Let’s face it—government budgets can feel like a maze of numbers and policies that make your head spin. For busy florists juggling bouquets and bookkeeping, it’s easy to miss the changes that really matter for your business. But don’t worry—we’ve got you covered. Here’s a simple breakdown our Bramble of what the latest budget update & what florists need to know mean for your flower shop, including updates on wages, employee National Insurance Contributions (NICs), and new small business support.
For the full picture, take a look at the government announcements here
Budget Updates: What Florists Need to Know
National Minimum Wage Increases
From 1 April 2025, the National Living Wage (for workers aged 21 and over) will rise to £12.21 per hour, while the National Minimum Wage for workers aged 18-20 will increase to £10 per hour. This marks a 6.7% increase, following a similarly significant rise last year.
If your recruitment strategy involves paying slightly above the NMW to attract employees, you may want to rethink your approach. With the steady rise of minimum wages, non-monetary incentives—like flexible hours, training opportunities, or a supportive work environment—can become a more effective way to stand out to potential employees.

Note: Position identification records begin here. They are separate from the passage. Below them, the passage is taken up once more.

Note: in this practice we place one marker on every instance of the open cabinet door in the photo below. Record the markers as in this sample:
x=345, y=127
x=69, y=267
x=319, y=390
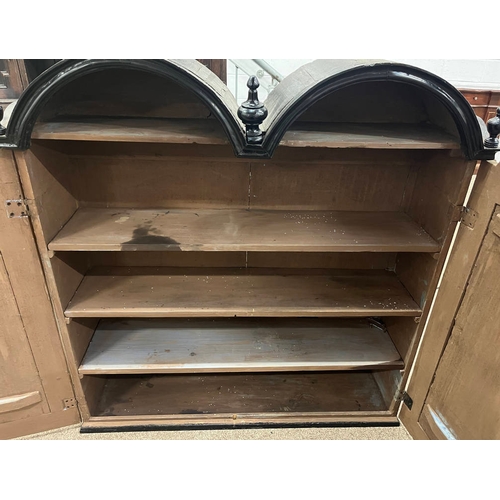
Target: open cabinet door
x=455, y=386
x=36, y=393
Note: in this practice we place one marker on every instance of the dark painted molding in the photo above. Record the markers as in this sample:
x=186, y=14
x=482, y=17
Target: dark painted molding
x=31, y=102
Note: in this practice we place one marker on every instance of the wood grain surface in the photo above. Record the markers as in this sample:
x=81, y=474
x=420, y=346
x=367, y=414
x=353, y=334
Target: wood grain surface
x=241, y=230
x=178, y=292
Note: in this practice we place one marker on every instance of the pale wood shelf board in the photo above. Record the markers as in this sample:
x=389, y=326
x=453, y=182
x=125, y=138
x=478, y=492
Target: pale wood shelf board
x=257, y=345
x=101, y=229
x=209, y=292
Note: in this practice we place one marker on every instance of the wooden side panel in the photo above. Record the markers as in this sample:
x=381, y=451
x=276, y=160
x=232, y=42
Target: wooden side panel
x=48, y=191
x=23, y=268
x=484, y=197
x=164, y=183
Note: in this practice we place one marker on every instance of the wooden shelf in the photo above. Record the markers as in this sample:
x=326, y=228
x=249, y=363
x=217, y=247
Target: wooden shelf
x=96, y=229
x=177, y=131
x=240, y=394
x=208, y=292
x=209, y=131
x=370, y=136
x=253, y=345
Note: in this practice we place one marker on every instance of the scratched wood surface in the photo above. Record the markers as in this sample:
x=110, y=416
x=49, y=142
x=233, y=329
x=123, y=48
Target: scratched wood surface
x=195, y=346
x=188, y=395
x=242, y=230
x=171, y=292
x=368, y=135
x=205, y=131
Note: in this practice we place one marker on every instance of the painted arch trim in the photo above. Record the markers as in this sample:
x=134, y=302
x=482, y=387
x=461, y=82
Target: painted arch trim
x=286, y=103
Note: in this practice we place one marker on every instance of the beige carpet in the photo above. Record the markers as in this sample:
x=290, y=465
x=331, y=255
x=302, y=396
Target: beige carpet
x=338, y=433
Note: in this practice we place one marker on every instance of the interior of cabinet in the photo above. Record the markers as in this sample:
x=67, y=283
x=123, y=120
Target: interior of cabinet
x=194, y=283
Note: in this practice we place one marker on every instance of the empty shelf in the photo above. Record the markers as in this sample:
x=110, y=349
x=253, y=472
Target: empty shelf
x=95, y=229
x=370, y=136
x=257, y=345
x=208, y=292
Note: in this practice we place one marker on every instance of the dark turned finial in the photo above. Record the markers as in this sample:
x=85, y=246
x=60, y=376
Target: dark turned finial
x=493, y=126
x=3, y=130
x=252, y=112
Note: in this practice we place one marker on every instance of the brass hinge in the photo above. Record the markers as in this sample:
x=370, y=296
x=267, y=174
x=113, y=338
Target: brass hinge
x=405, y=397
x=70, y=403
x=16, y=209
x=468, y=217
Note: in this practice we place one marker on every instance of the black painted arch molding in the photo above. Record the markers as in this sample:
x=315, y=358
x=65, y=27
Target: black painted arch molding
x=311, y=83
x=347, y=73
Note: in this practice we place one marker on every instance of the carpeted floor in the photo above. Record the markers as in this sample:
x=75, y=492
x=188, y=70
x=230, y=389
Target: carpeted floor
x=338, y=433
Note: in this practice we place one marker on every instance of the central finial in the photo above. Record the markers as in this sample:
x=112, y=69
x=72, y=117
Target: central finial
x=252, y=112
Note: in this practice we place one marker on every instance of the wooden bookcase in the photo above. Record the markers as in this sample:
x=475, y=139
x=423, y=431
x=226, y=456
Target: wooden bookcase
x=202, y=279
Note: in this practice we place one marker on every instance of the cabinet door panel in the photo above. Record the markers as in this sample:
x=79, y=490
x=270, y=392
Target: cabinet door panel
x=465, y=395
x=455, y=384
x=20, y=387
x=34, y=379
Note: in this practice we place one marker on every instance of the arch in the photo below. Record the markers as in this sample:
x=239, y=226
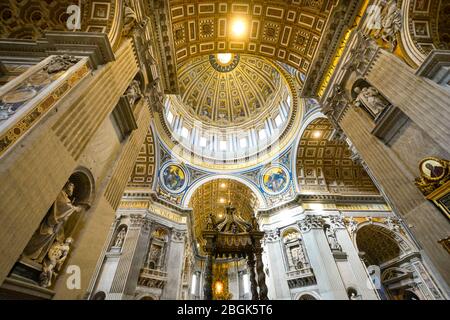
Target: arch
x=308, y=295
x=403, y=242
x=289, y=229
x=84, y=193
x=100, y=295
x=194, y=186
x=424, y=28
x=84, y=183
x=398, y=241
x=309, y=118
x=146, y=296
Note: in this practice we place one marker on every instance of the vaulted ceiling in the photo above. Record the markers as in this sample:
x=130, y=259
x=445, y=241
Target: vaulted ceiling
x=288, y=31
x=29, y=19
x=378, y=244
x=219, y=96
x=143, y=173
x=324, y=164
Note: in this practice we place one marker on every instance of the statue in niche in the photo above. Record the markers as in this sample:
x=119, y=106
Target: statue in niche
x=130, y=18
x=371, y=99
x=133, y=92
x=391, y=24
x=53, y=262
x=120, y=237
x=52, y=227
x=255, y=225
x=298, y=256
x=60, y=63
x=210, y=222
x=332, y=241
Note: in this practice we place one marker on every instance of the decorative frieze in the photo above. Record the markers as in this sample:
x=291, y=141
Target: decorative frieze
x=311, y=222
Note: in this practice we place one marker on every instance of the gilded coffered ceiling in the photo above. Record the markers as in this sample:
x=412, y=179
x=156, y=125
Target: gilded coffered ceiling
x=288, y=31
x=324, y=164
x=29, y=19
x=216, y=96
x=144, y=168
x=213, y=196
x=378, y=244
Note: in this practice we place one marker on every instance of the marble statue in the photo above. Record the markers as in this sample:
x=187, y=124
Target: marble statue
x=133, y=92
x=391, y=23
x=52, y=227
x=53, y=262
x=60, y=63
x=120, y=237
x=130, y=18
x=371, y=99
x=332, y=241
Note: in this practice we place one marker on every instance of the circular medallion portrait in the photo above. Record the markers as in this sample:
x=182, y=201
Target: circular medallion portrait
x=173, y=177
x=275, y=179
x=432, y=168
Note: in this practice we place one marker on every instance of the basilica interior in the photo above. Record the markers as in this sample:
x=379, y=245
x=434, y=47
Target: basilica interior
x=225, y=150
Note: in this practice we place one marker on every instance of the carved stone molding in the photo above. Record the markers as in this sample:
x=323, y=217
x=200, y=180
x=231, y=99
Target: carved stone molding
x=311, y=222
x=272, y=236
x=178, y=236
x=138, y=221
x=337, y=222
x=96, y=46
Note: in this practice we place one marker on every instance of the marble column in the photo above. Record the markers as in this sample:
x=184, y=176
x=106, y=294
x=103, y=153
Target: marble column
x=278, y=284
x=174, y=265
x=423, y=101
x=253, y=283
x=207, y=286
x=397, y=183
x=132, y=259
x=261, y=275
x=352, y=270
x=322, y=261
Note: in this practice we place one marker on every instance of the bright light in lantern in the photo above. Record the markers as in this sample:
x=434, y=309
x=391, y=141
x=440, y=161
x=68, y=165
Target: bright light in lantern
x=224, y=58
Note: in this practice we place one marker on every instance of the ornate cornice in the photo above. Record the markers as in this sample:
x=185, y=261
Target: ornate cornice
x=341, y=19
x=96, y=46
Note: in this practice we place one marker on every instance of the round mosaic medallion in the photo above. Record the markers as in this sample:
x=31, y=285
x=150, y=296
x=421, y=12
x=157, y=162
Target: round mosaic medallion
x=173, y=177
x=275, y=179
x=224, y=62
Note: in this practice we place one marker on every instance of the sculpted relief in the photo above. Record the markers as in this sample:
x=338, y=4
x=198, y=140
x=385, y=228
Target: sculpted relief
x=50, y=244
x=370, y=99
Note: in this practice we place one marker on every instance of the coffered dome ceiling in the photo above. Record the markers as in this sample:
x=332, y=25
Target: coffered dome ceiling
x=233, y=91
x=231, y=109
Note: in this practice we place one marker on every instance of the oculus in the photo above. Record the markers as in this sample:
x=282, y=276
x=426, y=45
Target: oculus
x=173, y=178
x=224, y=62
x=275, y=180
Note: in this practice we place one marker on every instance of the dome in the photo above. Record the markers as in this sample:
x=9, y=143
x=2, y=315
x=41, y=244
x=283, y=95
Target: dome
x=228, y=89
x=231, y=111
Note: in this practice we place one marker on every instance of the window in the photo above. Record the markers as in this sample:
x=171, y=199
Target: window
x=202, y=142
x=243, y=142
x=262, y=134
x=246, y=280
x=170, y=117
x=194, y=284
x=278, y=120
x=184, y=132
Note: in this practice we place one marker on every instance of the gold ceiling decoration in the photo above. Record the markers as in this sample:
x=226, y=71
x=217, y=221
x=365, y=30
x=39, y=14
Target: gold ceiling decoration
x=288, y=31
x=29, y=19
x=144, y=168
x=324, y=165
x=216, y=97
x=378, y=244
x=213, y=196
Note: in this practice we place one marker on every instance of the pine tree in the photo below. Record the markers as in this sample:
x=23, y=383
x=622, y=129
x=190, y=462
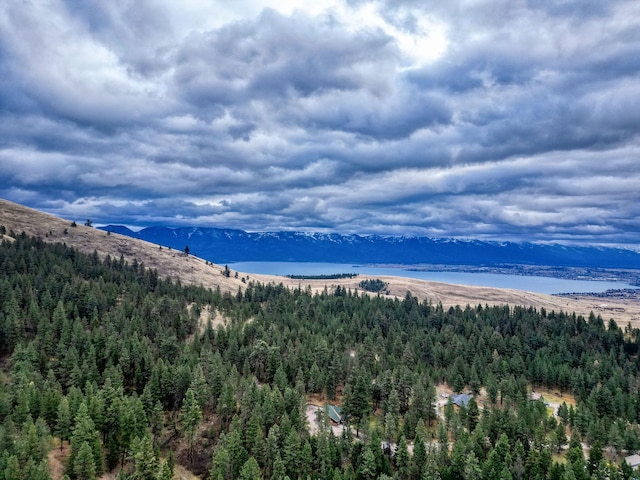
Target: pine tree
x=190, y=418
x=250, y=470
x=403, y=465
x=63, y=424
x=368, y=468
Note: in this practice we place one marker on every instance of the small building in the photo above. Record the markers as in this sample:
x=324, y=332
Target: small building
x=633, y=461
x=335, y=414
x=461, y=400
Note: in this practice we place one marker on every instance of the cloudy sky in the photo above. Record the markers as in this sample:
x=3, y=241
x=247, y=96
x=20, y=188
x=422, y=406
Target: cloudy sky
x=492, y=119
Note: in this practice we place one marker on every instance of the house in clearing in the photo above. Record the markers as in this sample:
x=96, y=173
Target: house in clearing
x=335, y=414
x=633, y=461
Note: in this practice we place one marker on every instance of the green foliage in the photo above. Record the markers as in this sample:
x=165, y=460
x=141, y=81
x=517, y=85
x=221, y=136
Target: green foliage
x=374, y=285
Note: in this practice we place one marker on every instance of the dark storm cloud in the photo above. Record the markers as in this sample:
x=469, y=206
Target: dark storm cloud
x=489, y=119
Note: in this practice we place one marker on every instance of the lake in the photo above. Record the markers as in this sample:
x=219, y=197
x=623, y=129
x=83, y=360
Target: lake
x=529, y=283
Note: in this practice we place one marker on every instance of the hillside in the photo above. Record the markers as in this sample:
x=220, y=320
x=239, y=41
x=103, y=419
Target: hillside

Changes to National Insurance Contributions (NICs)
Starting in April 2025, employers will face higher NIC costs due to:
- Increased NICs Rate: The rate for employers’ contributions will rise by 1.2 percentage points to 15%.
- Lower Secondary NI Threshold: The threshold at which employers start paying NICs will decrease from £9,100 to £5,000. This means you’ll need to pay NICs for employees who work fewer hours or earn less.
These changes will impact many florists, especially those who rely on part-time or seasonal staff to handle busy periods.
Increased Support for Small Businesses
To help small businesses manage these additional costs, the government is doubling the Employment Allowance from £5,000 to £10,500 per year starting in April 2025. Additionally, the previous £100,000 NICs bill cap for eligibility has been removed, making this support available to all eligible employers.
Key Benefits of the New Employment Allowance
- Zero NICs for Many Employers: Over 865,000 small businesses, including florists, are expected to pay no NICs at all in 2025.
- Financial Breathing Room: The increased allowance will offset the cost of higher wages and NICs, reducing the financial strain on employers.
- Simplified Eligibility: By removing the £100,000 cap, more small businesses can access this vital support.
How This Affects Your Floristry Business
These changes are a double-edged sword for florists. On the one hand, increased NMW and NICs mean higher costs, particularly for businesses that rely on part-time staff or operate on tight margins. However, the enhanced Employment Allowance offers a significant opportunity to manage these expenses.
What You Can Do
- Review Payroll Costs: Evaluate how the NMW and NICs changes will affect your bottom line. Adjust staffing levels or budgets if needed.
- Claim Employment Allowance: Check your eligibility for the updated allowance and ensure your payroll system is set up to claim it. This could save you up to £10,500 per year.
- Focus on Non-Monetary Incentives: With rising wages, offering benefits like training, flexible schedules (where possible – we know this can be hard in a florist shop!), or a positive workplace culture can help attract and retain employees without breaking the bank.
Next Steps
To prepare for these changes:
- Speak to your accountant or payroll provider about the impact on your business.
- Find out if you’re eligible for the Employment Allowance and how to claim it.
While the cost of doing business is increasing, these updates to the Employment Allowance offer a lifeline to florists and other small businesses. By staying informed and proactive, you can keep your business thriving in this changing financial landscape.